Le policier : 4 / 5
Les
spectateurs qui vont voir Le policier en s’attendant à voir un polar israélien risquent de se sentir floués sur la marchandise. Autrement plus complexe et ambitieux, le
premier film de Nadav Lapid est une parabole fascinante sur les tensions
sociales en Israël qui se sont cristallisées l’été dernier dans des
manifestations sans précédent.
Un
groupe de cyclistes roule sur une route, duquel se dégage bientôt un homme qui
s’avance au premier plan, le visage plein cadre. Membre d’un groupe de
policiers d’élite, Yaron ( Yiftach Klein) a le physique du héros idéal,
parangon de la virilité. Sauf qu’au fur et à mesure que l’on rentre dans
l’intimité de ce personnage qui nous sert de guide, il nous apparaît de moins
en moins sympathique : il profite de l’absence de sa femme enceinte à une
fête pour contempler des corps féminins bronzant au soleil, ou se montre
insensible lorsqu’il se dévoue pour annoncer à un ami malade qu’il servira de
bouc émissaire pour une bavure.
Mais
dans une rupture narrative le film nous propose une alternative à ce corps policier, un groupe de jeunes
révolutionnaires présenté en randonnée dans un paysage similaire à celui qui
ouvrait le film et qui s’exerce au tir sur un arbre isolé bientôt embrasé. Face à la force brute de l’ordre établi,
celle du changement a la douceur du visage de Shira (Yaara Pelzig) ou le charme
romantique d’un ange blond prénommé Nathanaël (Michael Aloni). Le policier
serait-il alors un film pro-révolutionnaire ? Non plus, car cette jeunesse
, dont une partie est favorisée, semble se chercher une identité plus qu’elle
n’est véritablement la voix de la classe ouvrière.
En
refusant de préférer un camp plutôt que l’autre, Lapid opte pour une ambiguïté
qui a dérouté un public israélien déçu de ne pas se trouver un film militant. Le
policier décrit en fait la violence d’un pays qui s’est forgé une partie de
son identité dans l’affrontement d’un ennemi extérieur. L’œuvre de Lapid n’est
« pas très sympathique » pour reprendre ses propres mots mais dresse
le portrait lucide d’une situation de crise sans faire de concessions.
D’une
forme épurée, Le policier est souvent exigeant avec le spectateur,
privilégiant la durée des plans souvent fixes au montage nerveux et dynamique.
Mais cette durée se révèle un moyen efficace de traduire une tension ou un
malaise constants, que ce soit par la présence d’un corps malade au milieu de
corps dans la force de l’âge, le baiser désespéré d’un amour à sens unique ou l’attente anxieuse d’un attentat.

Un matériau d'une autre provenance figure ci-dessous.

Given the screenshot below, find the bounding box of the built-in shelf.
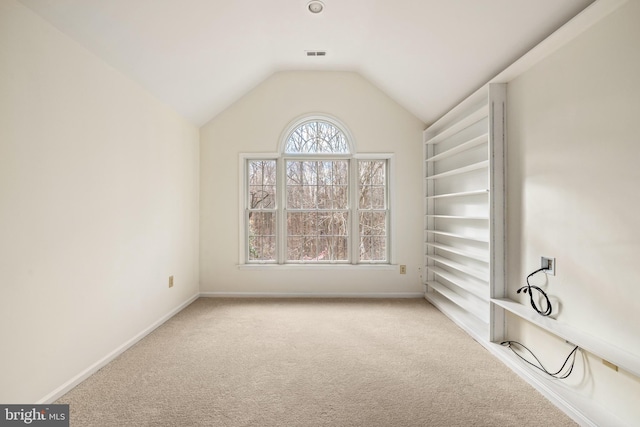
[491,298,640,376]
[425,292,489,341]
[425,230,489,243]
[426,189,489,200]
[426,242,489,263]
[431,267,489,302]
[426,160,489,179]
[427,133,489,162]
[425,104,489,145]
[426,255,489,280]
[427,281,489,322]
[425,215,489,221]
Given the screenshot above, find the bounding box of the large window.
[243,118,390,264]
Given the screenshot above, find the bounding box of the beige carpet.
[56,298,576,427]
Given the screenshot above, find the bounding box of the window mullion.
[276,157,287,264]
[349,158,360,264]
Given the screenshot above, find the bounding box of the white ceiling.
[20,0,593,125]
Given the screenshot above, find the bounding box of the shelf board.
[425,292,489,342]
[425,255,489,282]
[424,104,489,145]
[424,230,489,243]
[427,281,489,323]
[425,215,489,221]
[425,242,489,263]
[425,189,489,199]
[427,267,489,302]
[426,160,489,179]
[426,133,489,162]
[491,298,640,377]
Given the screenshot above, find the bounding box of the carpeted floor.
[56,298,576,427]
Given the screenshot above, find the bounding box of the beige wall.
[0,0,199,403]
[508,0,640,425]
[200,71,424,294]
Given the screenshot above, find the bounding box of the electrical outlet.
[602,359,618,372]
[540,257,556,276]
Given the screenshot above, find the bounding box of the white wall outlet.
[540,257,556,276]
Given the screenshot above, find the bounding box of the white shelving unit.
[423,84,506,341]
[423,0,640,427]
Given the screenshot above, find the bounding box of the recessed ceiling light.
[307,0,324,14]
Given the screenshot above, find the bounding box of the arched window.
[284,119,350,154]
[241,116,391,264]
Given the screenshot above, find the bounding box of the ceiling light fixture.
[307,0,324,15]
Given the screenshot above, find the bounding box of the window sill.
[238,263,399,271]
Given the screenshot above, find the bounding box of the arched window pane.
[284,120,349,154]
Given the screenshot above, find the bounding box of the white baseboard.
[200,292,424,299]
[36,294,200,405]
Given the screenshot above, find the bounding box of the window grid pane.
[287,211,349,262]
[358,160,388,262]
[248,211,276,261]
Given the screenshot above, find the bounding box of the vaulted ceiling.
[20,0,593,125]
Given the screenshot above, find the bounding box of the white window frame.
[238,115,396,269]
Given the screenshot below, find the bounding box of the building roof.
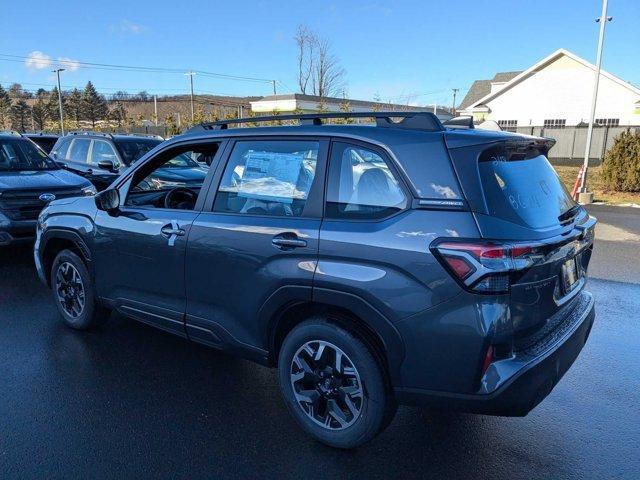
[458,72,522,109]
[462,48,640,108]
[251,93,450,114]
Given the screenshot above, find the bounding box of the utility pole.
[451,88,460,117]
[185,71,196,125]
[579,0,613,203]
[52,68,65,135]
[153,95,158,127]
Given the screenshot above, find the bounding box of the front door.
[185,138,328,354]
[94,143,219,335]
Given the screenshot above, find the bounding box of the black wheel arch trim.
[38,227,93,283]
[258,285,405,385]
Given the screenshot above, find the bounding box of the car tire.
[51,250,110,330]
[278,317,397,449]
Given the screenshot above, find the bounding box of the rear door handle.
[271,233,307,250]
[160,220,186,247]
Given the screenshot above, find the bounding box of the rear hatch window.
[478,148,576,229]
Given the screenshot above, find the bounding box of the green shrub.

D’une beauté esthétique glaçante, le film exerce une fascination sur le
spectateur à l’affût des moindres gestes et mouvements.
Fonctionnant
par des détours narratifs, Le policier a l’intelligence de ne jamais
être là où on l’attend, jusqu’à un final traité de façon surprenante bien que
réaliste. C’est aussi une œuvre d’une cohérence admirable qui organise un
réseau complexe d’échos entre ses scènes : la chanson que chante Yaron à
sa femme au début du film et qui semble dire l’intimité du couple prend un tout
autre sens lorsqu’elle réapparaît ; le discours méprisant que tient Shira
à un « poète » est amplifié dans la longue invective qu’elle adresse
à une fille de bonne famille.
Pour
donner de la chair à un ensemble autrement un peu théorique, il fallait des
acteurs hors pair : professionnels ou amateurs, ils le sont tous. Le
policier est riche de plans brillamment mis en scène mais plus que tout on
sera hantés par des gros plans magnifiques sur des visages où se lisent d’abord
la confiance et l’exaltation puis le doute, l’angoisse et la désillusion. Dans
ces moments, on a la certitude que le
coup d’essai de Nadav Lapid est un très grand film.